We can observe that the attack succeeded! The generated adversarial embedding space vectors can now be re-combined with the benign samples and used as an adversarial training batch!

### Option 2 - Generate adversarial domain names
In this setting, we generate adversarial domain names by combining embedding space attacks with discretization or by directly using discrete attacks.

In [15]:
discrete_batch_attack = defenses.DiscreteDomainbatchAttack(
    model,
    embedding_space_attacks_to_use,
    discretization_schemes_to_use,
    nlp_attacks_to_use
)
discrete_adversarial_batch = discrete_batch_attack.attack(encoded_domains, labels)

In [16]:
torch.sigmoid(model(discrete_adversarial_batch).ravel())
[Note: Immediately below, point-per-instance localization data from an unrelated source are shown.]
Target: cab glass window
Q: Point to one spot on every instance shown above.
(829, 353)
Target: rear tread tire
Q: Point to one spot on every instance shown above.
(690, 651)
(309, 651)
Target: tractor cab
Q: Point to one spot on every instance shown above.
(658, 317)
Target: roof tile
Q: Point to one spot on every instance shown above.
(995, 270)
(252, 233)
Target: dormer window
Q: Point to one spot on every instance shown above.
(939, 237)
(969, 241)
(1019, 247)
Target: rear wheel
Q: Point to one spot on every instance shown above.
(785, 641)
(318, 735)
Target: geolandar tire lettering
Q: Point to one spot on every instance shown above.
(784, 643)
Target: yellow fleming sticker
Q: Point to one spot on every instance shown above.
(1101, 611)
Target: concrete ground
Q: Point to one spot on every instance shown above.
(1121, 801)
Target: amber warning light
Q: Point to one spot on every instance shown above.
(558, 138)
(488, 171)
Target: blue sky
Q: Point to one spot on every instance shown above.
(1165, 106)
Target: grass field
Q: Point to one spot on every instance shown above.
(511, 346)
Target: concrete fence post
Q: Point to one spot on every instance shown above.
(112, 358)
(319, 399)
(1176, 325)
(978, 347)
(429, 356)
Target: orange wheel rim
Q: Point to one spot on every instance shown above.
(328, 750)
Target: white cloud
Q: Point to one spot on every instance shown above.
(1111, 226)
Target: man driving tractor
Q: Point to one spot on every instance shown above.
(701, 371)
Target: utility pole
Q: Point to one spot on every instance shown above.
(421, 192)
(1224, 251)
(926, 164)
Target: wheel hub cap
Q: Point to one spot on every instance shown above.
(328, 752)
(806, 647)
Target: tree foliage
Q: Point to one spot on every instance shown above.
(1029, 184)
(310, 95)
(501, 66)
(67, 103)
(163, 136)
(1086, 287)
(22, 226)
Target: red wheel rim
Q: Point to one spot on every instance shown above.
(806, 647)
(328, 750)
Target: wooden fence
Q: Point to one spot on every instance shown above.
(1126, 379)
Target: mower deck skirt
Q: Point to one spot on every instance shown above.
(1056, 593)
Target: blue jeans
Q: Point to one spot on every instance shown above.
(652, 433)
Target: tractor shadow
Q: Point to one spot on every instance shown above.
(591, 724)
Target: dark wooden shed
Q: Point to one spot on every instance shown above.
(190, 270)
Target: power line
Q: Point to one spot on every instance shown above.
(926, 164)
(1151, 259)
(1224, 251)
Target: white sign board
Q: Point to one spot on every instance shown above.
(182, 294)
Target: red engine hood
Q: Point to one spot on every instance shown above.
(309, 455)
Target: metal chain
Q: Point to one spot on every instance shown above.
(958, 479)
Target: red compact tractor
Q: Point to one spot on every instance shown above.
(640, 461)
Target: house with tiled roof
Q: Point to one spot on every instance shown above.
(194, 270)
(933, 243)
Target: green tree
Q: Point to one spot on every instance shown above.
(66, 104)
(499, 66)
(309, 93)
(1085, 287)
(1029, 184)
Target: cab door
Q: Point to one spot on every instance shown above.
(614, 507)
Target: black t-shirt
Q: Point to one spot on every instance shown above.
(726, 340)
tensor([5.4454e-10, 9.9487e-01, 0.0000e+00, 0.0000e+00, 2.9638e-04, 2.9467e-06,
        9.9999e-01, 9.9999e-01, 8.8217e-03, 1.5801e-01, 2.1580e-01, 9.9805e-01,
        3.8359e-08, 1.0000e+00, 0.0000e+00, 0.0000e+00, 3.8751e-04, 9.9606e-08,
        1.0594e-09, 1.9512e-01, 6.9340e-03, 1.5028e-12, 7.5694e-06, 3.5234e-10,
        1.2796e-07, 1.1281e-01, 0.0000e+00, 0.0000e+00, 4.0686e-26, 2.0022e-09,
        5.1103e-27, 3.2958e-34, 1.8424e-27, 3.6021e-29, 3.2991e-27, 1.7414e-28,
        4.1944e-25, 1.7541e-27, 4.8127e-24, 1.4819e-24, 7.5002e-22, 2.4673e-23],
       device='cuda:0', grad_fn=<SigmoidBackward0>)

Again, we observe that the adversarial domain generation succeeded (in most cases, as seen below). The generated adversarial domains can now be re-combined with the benign samples and used as a batch for adversarial training.

In our paper, we randomly alternate between Option 1 and Option 2. We do not apply both options to the same batch. We do so here only for demonstration purposes.

In [17]:
_ < 0.5

tensor([ True, False,  True,  True,  True,  True, False, False,  True,  True,
         True, False,  True, False,  True,  True,  True,  True,  True,  True,
         True,  True,  True,  True,  True,  True,  True,  True,  True,  True,
         True,  True,  True,  True,  True,  True,  True,  True,  True,  True,
         True,  True], device='cuda:0')

During the adversarial training evaluations in our paper, we generate adversarial domains freshly for every training minibatch.

We hope this notebook helped you start hardening your classifier against our attacks.